Personal income tax
Oklahoma collects income taxes from its residents at the following rates.
For single taxpayers and couples filing separate returns:
- 0.5 percent on the first $1,000 of taxable income.
- 1 percent on taxable income between $1,001 and $2,500.
- 2 percent on taxable income between $2,501 and $3,750.
- 3 percent on taxable income between $3,751 and $4,900.
- 4 percent on taxable income between $4,901 and $7,200.
- 5 percent on taxable income between $7,201 and $8,700.
- 5.25 percent on taxable income of $8,701 and above.
For married joint filers, qualifying widows/widowers and heads of households:
- 0.5 percent on the first $2,000 of taxable income.
- 1 percent on taxable income between $2,001 and $5,000.
- 2 percent on taxable income between $5,001 and $7,500.
- 3 percent on taxable income between $7,501 and $9,800.
- 4 percent on taxable income between $9,801 and $12,200.
- 5 percent on taxable income between $12,201 and $15,000.
- 5.25 percent on taxable income of $15,001 and above.
Sooner State income tax forms are due April 15, or the next business day if that date falls on a weekend or holiday.
Oklahoma's sales tax rate is 4.5 percent.
Oklahoma is a participant in the Streamlined Sales Tax Initiative, or SSTI, designed to create a nationwide, simplified system to bring uniformity to definitions of items in the sales tax base, reduce the paperwork burden on retailers and incorporate new technology. A document by the Streamlined Sales Tax Governing Board lists the taxable items under Oklahoma law in relation to the SSTI.
Oklahoma residents who live in the state for the entire year and whose total gross household income is $20,000 or less can file for sales tax relief. Taxpayers who can claim an exemption for a dependent, are age 65 or older or who are physically disabled and make up to $50,000 also are eligible.
The sales tax refund can be claimed by filing Form 538-S along with personal state income tax returns by the April due date. If no state income tax return is required, the form can be filed separately by June 30 (or the next business day if June 30 falls on a weekend) with the Oklahoma Tax Commission.
State law allows incorporated cities and towns as well as counties to levy local sales and use taxes for general and specific purposes of municipal government.
Personal and real property taxes
Property taxes, also known as ad valorem taxes, are the primary source of funding for county government operations.
Property taxes are paid based on the value of a taxpayer's property. The county assessor, a locally elected officeholder, determines the value of most property in the county for tax purposes.
Taxpayers owning tangible personal property in the state of Oklahoma must file a property tax return with each county where property was located Jan. 1 of each year on or before the following March 15. Personal property then is assessed at an amount between 10 percent and 15 percent of its fair cash value.

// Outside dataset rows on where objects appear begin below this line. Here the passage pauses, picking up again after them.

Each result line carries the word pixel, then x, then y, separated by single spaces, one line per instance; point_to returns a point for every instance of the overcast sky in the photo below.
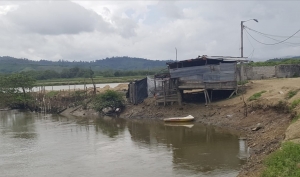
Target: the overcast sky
pixel 90 30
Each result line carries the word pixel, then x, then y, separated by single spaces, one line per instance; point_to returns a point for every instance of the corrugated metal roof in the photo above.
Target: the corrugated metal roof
pixel 205 57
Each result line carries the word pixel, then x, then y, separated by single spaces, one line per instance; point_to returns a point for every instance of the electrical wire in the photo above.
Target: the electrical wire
pixel 251 54
pixel 272 43
pixel 267 36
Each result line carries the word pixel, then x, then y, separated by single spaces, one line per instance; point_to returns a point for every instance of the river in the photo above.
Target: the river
pixel 75 87
pixel 36 145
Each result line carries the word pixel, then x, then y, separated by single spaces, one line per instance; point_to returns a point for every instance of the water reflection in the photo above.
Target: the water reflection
pixel 60 146
pixel 200 148
pixel 110 126
pixel 18 124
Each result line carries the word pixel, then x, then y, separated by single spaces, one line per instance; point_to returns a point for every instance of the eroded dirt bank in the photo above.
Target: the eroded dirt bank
pixel 265 114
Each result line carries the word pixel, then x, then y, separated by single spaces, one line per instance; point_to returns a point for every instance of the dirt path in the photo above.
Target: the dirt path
pixel 265 113
pixel 273 120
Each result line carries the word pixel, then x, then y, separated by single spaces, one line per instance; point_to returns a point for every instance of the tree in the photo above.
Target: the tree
pixel 13 89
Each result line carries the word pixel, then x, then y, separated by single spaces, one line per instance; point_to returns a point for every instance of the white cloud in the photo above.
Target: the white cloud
pixel 89 30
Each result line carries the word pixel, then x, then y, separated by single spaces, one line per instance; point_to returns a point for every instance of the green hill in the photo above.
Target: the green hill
pixel 11 65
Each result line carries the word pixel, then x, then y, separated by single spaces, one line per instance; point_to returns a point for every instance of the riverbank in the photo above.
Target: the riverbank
pixel 264 127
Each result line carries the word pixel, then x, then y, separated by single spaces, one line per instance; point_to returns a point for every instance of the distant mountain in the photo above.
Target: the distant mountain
pixel 283 58
pixel 10 64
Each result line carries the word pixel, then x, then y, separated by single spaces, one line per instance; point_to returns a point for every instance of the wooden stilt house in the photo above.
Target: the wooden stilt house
pixel 205 73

Real property is also assessed as of Jan. 1. It is valued at its "use value" fair cash value for the highest and best use for which the property was actually used (or classified for use) during the previous calendar year.
A homestead exemption of $1,000 of the property's assessed valuation is available to homeowners living in the property as of Jan. 1.
Oklahoma offers homeowners a credit for or refund of property taxes by filing Form 538-H.
Some older Oklahoma residents also are entitled to a property valuation freeze by filing Form OTC 994. While you can download OTC 994 from OKAssessor.com by selecting your county and then clicking "tax forms," the document must be completed at your county courthouse.
Many questions regarding property tax issues are handled at the county level. Each of Oklahoma's 77 counties has a county tax assessor. Information on your county assessor is available at the state's tax website.
Further questions regarding property tax issues can be directed to the Oklahoma Tax Commission's Ad Valorem Division at (405) 319-8200.
Inheritance and estate taxes
Oklahoma has no inheritance tax.
Oklahoma phased out its estate tax, full repeal taking effect Jan. 1, 2010.
Other Oklahoma tax facts
QuickTax, the Oklahoma Tax Commission's business tax filing system, allows businesses to file, pay and receive confirmation online.
All of the state's online tax services can be found on Oklahoma's tax website.